I’ve been having chats with some mommy pals of mine online, who I met on a website when we were all pregnant in 2007. The topic turned to birth control and what each of us was doing now that many of us have decided we might be done having kids. I decided to get a tubal ligation during my c-section with Mr. Man. My poor body, which has been through several surgeries thanks to being born with hip dysplasia and clubbed feet myself, took a real beating with two pregnancies and I felt pretty confident my hips and feet wouldn’t make it through another one without some permanent damage. I had two healthy children, one of each sex. I was more than blessed so I elected to go ahead and have the tubal after talking to my three doctors and researching reputable medical websites. I knew I couldn’t deal with the moral dilemma if I ended up getting pregnant again and didn’t want to take any more hormones through the pill. While a piece of me is a little bummed that there will be no more babies, the consequences of another pregnancy are much worse.

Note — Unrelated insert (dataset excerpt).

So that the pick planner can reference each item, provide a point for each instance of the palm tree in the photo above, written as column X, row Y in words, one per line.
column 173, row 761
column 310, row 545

However, in our discussions, a couple of my pals started talking about how they’d never have a tubal due to the complications. I started to worry. What complications? All the medical sites I’d researched, as well as my doctors, told me of no complications beyond the usual surgery, possible infection, maybe odd bleeding for a bit. As the discussion got more heated I really got worried and started to research this thing I’d never heard of until my friend brought it up – “post tubal ligation syndrome.” I found several sites that looked suspiciously like individual blogs and lawyer sponsored sites (all with more ads than content) meant to scare the living bejesus out of you.

Well, it worked. I had myself good and freaked out that my ovaries were now going to shrivel up and die and I’d be forced into menopause at the age of 38 while simultaneously suffering debilitating cramps, bleeding 3 quarts of blood each period, and mood swings that make the worst cases of PMS look like child’s play. I got myself so worked up I called the doctor who did my procedure, the whole time fighting to hold back the terrible “what have I done?” feeling.

Thankfully, his nurse called me right back and talked to me about my procedure. She had never heard of this syndrome and took notes of the symptoms I described: blood supply to ovaries being limited, ovaries failing, excess bleeding, mood swings, etc. I told her I had no symptoms, but just wanted to know more. To her credit she took excellent notes and went to my doctor to have him call me. When he called he started out by telling me the type of procedure I had by name, then described how it was done. He said the blood vessels feeding the ovaries were never touched. In fact, the ovaries are fed by a completely different set of vessels than the uterus and those vessels don’t run through the fallopian tubes.  He said he’s done full hysterectomies where the ovaries stayed and they functioned normally for the rest of their natural time. Then he mentioned the fact that I was having regular cycles again, no pain, and no bleeding between cycles, which told him it went just fine and all was well. He said in his many years, as well as those of his partners, of gynecology, delivering babies, and performing these procedures, he’s never seen a single ovary suffer, or any other complication such as described on these sites, that were caused by the procedure.

Now, he said, these are things women suffer, but they happen whether you do or don’t have the procedure (as evidenced by the number of women that have these symptoms who’ve never had a tubal). Thankfully he didn’t make me feel like an idiot for wanting to check this all out. He reiterated that I don’t have a history of mood swings, bleeding, or heavy cramps and the fact that my cycles have started again and I’ve not seen any differences from before.

This isn’t to say some women don’t see differences, but I’m inclined to believe after having children, your body changes and some of these things can come on, regardless of what you do to your tubes. Also, there are botched jobs out there. And many women were on birth control pills before the procedure and would have no idea how their body would have responded once they went off the pill. There are just too many variables, it seems. My heart goes out to those women who suffer these things, for sure. I wish it was definitive why they did. It would seriously be so much easier for everyone to know the elusive “why.”

As far as my scare, it just goes to show it pays to do your research on all sides. You can find anything you want on the Internet. The trick these days is being able to sift the fact from the crap. And the worst is the crap that is written to make you feel bad, such as this little nugget I found that said “anyone suggesting these symptoms came from anywhere other than from having a tubal is only trying to rationalize their decision and convince others they made the right one.” Right. I’ll rationalize away the fact that I had a tubal and no bad side effects. Whatever.